Asked what Future 5 has given back to him, McMahon said: “The satisfaction of seeing kids improve and remarkably improve their chances of succeeding in life, which is what it’s all about.”
The numbers back that up.
According to data on Future 5’s website, since the organization’s founding, 92 percent of Future 5 graduates have commitments to two- or four-year colleges, and 99 percent graduated from high school. That’s against a statewide high school graduation rate of about 82 percent, the website says, which is far lower—about 69 percent—among Hispanics, Latinos and African-Americans.
‘It Feels Like I’m Important’
While O’Connor was playing Brain Wave in the front room overlooking Atlantic, 17-year-old Stamford High School juniors Greg Koszkul and Joshua Cenejuste chatted over homework in a quiet study room with computers, on the opposite side of Future 5’s space.
Known to each other casually prior to meeting at Future 5, the two now call themselves friends. They participate together in bike rides around Stamford and Darien that McFeely himself leads, and say they most appreciate the focus at Future 5 on practical job preparation.

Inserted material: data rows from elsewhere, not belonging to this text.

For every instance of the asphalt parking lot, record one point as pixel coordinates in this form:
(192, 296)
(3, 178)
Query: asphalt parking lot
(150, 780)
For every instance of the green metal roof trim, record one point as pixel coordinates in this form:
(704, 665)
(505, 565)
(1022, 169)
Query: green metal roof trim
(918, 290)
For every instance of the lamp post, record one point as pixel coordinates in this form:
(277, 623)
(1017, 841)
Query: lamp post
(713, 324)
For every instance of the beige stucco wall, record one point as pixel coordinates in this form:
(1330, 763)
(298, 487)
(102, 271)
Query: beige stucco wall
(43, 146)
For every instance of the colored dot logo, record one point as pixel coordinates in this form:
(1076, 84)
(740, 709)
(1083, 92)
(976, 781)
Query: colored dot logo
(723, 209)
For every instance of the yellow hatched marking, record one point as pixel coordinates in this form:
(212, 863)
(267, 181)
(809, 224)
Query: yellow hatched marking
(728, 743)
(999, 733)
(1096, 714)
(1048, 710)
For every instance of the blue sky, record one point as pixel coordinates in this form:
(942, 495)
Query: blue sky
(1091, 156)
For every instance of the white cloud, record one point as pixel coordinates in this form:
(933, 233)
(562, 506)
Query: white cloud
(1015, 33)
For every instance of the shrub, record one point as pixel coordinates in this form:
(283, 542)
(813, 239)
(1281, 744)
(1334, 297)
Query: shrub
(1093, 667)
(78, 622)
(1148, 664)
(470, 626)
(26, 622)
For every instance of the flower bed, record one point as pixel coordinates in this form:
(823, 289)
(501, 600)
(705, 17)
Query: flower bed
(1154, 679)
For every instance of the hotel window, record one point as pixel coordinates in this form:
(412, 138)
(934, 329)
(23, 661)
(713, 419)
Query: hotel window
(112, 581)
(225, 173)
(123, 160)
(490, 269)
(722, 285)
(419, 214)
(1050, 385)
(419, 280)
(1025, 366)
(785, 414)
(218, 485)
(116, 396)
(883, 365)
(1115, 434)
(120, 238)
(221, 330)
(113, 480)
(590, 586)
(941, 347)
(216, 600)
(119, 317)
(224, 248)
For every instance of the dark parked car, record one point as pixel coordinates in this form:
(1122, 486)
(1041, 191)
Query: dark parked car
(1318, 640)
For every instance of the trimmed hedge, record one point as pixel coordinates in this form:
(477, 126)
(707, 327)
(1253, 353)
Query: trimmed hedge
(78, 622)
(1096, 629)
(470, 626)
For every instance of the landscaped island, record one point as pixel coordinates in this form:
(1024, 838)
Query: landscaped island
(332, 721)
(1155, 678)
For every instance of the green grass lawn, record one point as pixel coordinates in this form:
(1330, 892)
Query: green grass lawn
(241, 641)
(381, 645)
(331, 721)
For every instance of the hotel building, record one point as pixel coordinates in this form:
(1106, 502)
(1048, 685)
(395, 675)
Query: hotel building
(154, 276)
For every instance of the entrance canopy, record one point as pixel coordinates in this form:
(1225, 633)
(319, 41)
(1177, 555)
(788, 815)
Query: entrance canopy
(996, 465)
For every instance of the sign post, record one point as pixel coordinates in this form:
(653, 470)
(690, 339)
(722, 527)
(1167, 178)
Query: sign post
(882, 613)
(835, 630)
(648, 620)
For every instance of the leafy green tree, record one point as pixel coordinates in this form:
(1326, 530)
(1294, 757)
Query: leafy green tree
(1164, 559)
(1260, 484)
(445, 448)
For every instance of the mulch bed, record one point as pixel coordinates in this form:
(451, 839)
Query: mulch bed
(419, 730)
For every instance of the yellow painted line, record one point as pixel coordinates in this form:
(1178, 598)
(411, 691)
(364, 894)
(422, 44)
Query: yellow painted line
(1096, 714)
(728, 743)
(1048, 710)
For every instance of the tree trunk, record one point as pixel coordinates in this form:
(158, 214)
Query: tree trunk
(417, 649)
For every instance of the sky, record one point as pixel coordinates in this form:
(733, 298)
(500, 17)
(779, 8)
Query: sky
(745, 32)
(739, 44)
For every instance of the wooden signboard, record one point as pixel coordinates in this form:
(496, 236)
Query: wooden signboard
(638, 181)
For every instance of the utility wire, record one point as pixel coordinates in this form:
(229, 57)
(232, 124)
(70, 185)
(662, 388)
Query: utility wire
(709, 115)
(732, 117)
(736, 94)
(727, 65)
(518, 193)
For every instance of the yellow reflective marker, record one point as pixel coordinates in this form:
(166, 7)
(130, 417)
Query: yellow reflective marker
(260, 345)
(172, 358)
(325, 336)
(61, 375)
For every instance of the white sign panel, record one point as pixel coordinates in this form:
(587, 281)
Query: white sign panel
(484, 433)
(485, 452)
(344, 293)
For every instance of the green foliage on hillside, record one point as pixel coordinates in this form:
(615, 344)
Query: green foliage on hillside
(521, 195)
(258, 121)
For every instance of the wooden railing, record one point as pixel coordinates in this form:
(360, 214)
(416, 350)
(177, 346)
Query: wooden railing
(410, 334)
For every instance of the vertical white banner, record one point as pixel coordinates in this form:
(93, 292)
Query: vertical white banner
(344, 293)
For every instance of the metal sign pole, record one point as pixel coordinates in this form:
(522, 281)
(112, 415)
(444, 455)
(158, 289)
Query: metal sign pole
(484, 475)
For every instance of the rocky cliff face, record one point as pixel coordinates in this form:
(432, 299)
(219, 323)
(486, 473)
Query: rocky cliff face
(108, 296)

“If I didn’t come here, I wouldn’t have a resume,” said Cenejuste, an aspiring physical therapist who lives on Stamford’s east side.

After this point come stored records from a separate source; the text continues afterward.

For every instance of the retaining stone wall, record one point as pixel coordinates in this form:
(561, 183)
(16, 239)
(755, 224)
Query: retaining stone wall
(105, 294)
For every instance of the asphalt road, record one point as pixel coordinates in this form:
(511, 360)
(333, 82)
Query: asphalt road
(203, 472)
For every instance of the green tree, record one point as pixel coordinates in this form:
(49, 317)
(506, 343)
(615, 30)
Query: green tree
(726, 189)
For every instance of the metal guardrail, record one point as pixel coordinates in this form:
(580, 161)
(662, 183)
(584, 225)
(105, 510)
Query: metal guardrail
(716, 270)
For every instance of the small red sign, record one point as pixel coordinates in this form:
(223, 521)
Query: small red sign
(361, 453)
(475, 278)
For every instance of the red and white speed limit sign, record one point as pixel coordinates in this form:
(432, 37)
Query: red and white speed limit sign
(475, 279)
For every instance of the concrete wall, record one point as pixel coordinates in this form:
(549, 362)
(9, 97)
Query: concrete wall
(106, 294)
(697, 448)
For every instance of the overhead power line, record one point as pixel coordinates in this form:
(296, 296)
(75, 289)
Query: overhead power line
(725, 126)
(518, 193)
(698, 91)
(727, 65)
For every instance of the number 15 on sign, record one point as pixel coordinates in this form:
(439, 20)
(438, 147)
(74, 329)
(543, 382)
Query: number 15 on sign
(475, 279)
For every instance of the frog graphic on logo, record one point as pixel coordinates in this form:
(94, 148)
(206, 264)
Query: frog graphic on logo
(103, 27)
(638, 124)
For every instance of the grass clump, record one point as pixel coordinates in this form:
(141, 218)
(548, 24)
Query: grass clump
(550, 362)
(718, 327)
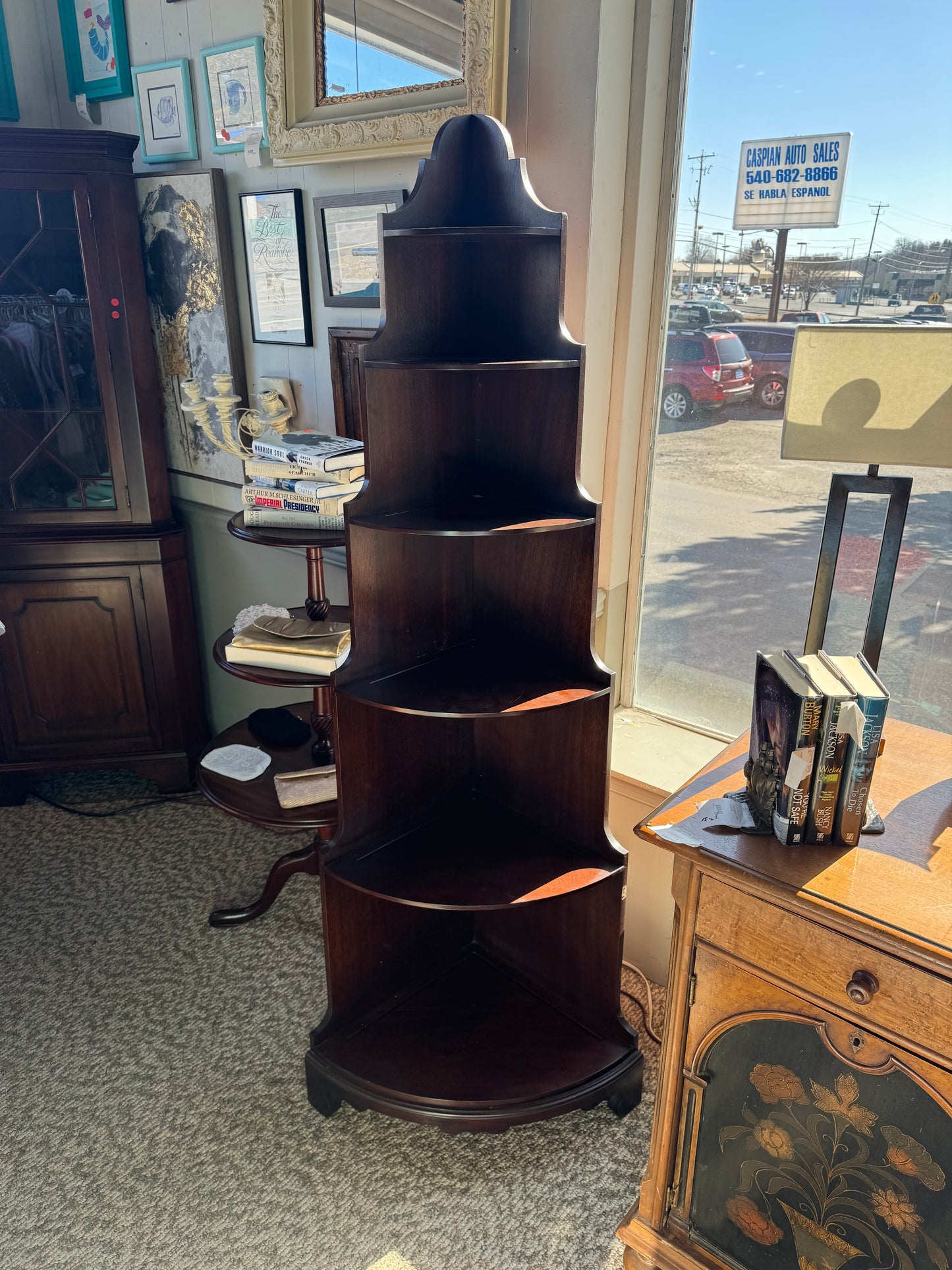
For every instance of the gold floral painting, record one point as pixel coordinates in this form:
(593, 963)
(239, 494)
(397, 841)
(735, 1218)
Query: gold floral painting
(824, 1176)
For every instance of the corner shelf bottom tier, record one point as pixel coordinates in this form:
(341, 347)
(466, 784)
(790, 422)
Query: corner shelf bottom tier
(472, 1049)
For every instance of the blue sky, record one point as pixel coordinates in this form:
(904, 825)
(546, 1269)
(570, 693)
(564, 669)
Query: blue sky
(879, 69)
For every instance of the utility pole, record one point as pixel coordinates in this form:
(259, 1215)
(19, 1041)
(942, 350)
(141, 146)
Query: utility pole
(701, 173)
(741, 262)
(847, 283)
(943, 286)
(866, 263)
(779, 257)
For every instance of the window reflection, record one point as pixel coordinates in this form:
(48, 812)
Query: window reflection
(378, 46)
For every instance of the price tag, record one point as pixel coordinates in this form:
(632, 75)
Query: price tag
(730, 812)
(253, 149)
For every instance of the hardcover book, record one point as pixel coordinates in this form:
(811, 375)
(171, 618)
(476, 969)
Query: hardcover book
(275, 469)
(783, 732)
(831, 747)
(308, 519)
(316, 451)
(872, 699)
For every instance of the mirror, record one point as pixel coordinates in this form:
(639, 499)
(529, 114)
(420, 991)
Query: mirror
(387, 46)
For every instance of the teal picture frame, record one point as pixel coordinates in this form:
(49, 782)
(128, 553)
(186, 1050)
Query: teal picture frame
(93, 34)
(237, 135)
(9, 105)
(183, 107)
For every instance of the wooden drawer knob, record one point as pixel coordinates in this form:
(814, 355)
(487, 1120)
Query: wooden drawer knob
(862, 987)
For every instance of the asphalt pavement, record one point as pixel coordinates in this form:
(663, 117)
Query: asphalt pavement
(734, 536)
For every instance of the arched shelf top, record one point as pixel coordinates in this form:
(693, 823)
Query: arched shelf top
(472, 179)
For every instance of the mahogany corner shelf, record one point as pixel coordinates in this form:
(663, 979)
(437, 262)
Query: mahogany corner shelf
(472, 896)
(257, 800)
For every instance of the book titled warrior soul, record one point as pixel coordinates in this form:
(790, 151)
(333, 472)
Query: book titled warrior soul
(783, 733)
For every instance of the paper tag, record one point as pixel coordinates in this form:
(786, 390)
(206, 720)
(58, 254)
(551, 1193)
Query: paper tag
(852, 722)
(801, 764)
(253, 149)
(672, 834)
(239, 763)
(730, 812)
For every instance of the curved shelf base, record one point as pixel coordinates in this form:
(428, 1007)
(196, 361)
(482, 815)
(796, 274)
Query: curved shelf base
(474, 1049)
(619, 1085)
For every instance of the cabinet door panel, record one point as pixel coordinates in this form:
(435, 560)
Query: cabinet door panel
(74, 664)
(812, 1143)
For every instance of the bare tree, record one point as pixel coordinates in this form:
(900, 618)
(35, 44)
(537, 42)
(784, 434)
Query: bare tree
(814, 277)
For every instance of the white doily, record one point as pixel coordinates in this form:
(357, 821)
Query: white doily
(239, 763)
(253, 612)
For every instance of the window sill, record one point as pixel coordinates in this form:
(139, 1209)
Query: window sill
(656, 756)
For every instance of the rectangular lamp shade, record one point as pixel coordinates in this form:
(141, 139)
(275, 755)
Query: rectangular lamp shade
(870, 395)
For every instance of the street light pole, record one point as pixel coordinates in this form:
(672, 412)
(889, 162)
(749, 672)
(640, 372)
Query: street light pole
(866, 263)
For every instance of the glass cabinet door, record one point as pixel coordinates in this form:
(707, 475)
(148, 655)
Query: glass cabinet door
(59, 447)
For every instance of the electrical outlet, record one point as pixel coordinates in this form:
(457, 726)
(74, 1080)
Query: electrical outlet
(282, 388)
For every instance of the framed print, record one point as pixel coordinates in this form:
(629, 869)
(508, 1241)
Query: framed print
(276, 260)
(234, 86)
(96, 49)
(167, 121)
(9, 107)
(183, 220)
(347, 233)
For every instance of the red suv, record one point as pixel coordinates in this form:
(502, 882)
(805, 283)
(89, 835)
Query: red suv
(705, 368)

Koszkul, a native of Poland who moved to Stamford with his family as a second-grader and lives in the Belltown neighborhood, said he’s learned job interviewing skills from McFeely that he wouldn’t have picked up elsewhere.
An aspiring civil engineer, Koszkul joined Future 5 as a freshman and has since been involved in shadowing at companies that include Stamford-based Ashforth, a diversified real estate firm whose work spans property management, general contracting and construction.

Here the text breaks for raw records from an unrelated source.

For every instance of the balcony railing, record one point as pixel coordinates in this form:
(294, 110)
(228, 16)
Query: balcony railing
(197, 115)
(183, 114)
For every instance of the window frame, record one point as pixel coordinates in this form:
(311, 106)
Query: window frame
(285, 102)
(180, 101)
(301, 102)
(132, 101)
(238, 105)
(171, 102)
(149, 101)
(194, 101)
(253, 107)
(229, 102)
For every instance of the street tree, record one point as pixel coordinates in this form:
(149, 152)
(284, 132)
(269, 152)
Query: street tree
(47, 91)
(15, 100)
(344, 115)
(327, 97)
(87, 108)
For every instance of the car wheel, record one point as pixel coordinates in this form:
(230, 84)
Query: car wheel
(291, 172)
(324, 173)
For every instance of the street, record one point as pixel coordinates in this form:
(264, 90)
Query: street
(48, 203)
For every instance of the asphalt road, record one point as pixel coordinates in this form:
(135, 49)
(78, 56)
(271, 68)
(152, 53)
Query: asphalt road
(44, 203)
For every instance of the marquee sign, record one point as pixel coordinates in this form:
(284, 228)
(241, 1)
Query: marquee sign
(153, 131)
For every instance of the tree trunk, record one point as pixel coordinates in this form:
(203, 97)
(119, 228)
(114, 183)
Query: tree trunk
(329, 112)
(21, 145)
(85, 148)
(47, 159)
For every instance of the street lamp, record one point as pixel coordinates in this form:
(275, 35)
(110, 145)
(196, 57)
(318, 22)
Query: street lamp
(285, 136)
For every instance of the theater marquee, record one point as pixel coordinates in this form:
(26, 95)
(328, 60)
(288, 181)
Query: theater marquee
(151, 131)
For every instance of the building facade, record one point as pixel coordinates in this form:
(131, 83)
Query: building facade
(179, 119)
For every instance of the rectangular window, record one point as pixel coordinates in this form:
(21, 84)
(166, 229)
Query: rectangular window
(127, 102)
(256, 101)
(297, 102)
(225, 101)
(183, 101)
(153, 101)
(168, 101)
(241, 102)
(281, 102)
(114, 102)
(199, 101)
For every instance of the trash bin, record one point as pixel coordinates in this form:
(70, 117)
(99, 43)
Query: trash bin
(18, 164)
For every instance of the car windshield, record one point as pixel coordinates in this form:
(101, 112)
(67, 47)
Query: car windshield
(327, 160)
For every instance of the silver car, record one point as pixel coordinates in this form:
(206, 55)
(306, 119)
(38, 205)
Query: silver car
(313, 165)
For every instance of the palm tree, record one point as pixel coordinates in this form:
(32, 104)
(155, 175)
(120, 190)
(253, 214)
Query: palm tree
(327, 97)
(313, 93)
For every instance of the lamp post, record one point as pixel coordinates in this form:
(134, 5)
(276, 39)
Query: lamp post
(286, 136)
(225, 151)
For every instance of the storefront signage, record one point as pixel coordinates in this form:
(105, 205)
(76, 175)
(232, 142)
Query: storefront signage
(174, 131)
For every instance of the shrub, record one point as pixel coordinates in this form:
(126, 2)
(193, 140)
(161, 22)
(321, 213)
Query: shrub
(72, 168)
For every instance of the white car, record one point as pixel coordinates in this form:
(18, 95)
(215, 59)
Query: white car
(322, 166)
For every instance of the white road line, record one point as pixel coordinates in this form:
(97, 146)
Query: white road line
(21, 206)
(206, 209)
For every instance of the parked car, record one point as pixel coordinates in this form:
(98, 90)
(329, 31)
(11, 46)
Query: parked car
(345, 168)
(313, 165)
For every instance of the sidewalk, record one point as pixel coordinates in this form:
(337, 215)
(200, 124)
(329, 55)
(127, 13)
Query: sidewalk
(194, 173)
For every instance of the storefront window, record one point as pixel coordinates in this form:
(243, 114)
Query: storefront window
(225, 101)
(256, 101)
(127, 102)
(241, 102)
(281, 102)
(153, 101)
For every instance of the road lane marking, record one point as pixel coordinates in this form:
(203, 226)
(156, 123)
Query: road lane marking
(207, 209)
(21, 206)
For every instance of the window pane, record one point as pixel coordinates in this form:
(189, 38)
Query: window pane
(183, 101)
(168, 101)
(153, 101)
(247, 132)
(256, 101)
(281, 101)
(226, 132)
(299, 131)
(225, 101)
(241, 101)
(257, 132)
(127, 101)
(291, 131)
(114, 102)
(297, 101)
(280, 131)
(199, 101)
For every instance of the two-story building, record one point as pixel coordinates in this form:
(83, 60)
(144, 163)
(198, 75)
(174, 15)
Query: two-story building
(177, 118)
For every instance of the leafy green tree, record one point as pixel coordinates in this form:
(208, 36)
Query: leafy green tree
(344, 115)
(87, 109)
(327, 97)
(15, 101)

“I’m hoping to get an internship there to get some experience for the summer,” he said.
About 20 minutes later at the Old Town Hall across the street, Koszkul had a chance to practice his 30-second “audition” for that internship with a co-CEO of the company—New Canaan’s Andy Ashforth—watching from the back of the room. It happened as Koszkul received his certificate for graduating from the Job Prep program, along with about 15 other students. Here he is with McFeely:
Koszkul and the other Job Prep program grads received not only a certificate from Future 5 but also business cards and a letter of recommendation that included this:
“Greg is an active member of Future 5, a nonprofit organization based in Stamford. We work with ambitious high school students who are determined to make a positive future for themselves, in school, careers and life. Each Future 5 student creates a personal game plan for success and works with volunteer coaches to achieve that plan. In particular, you should know that Greg completed our Job Prep Program, which focuses on soft skills employers tell us they are looking for in job candidates. These include communication skills, positive attitude and work ethic, teamwork, customer interaction and problem solving. Greg attended all six workshop sessions and was a regular participant in our other workshops and events. He is an ambitious young person who we believe is job ready and has the potential to be a valuable employee. Also you should know that if he’s fortunate enough to go to work for you, one of our Future 5 coaches will continue to monitor his progress.”
And McFeely, Future 5 staff and coaches serve as personal references for the kids.
High school student Angeline Etienne and Shuwana Lynch, an 18-year-old senior at Westhill High School, respectively, also graduated from the program.
Lynch, who currently is working at Old Navy while finishing high school, said she aspires to enter a hospitality program in college, possibly a 2-year course at Norwalk Community College, and to become a hotel manager in the Caribbean.
Etienne said she wants to enter the medical field in some way, and that the interviewing and other skills she’s developed with Future 5 will help her get there.
Asked whether her business card represented the first time she’d ever seen her own name in print that way, Etienne said yes. Asked how it felt, she said, “It feels like I’m important, that I can give people my business card. It feels like I’m a professional.”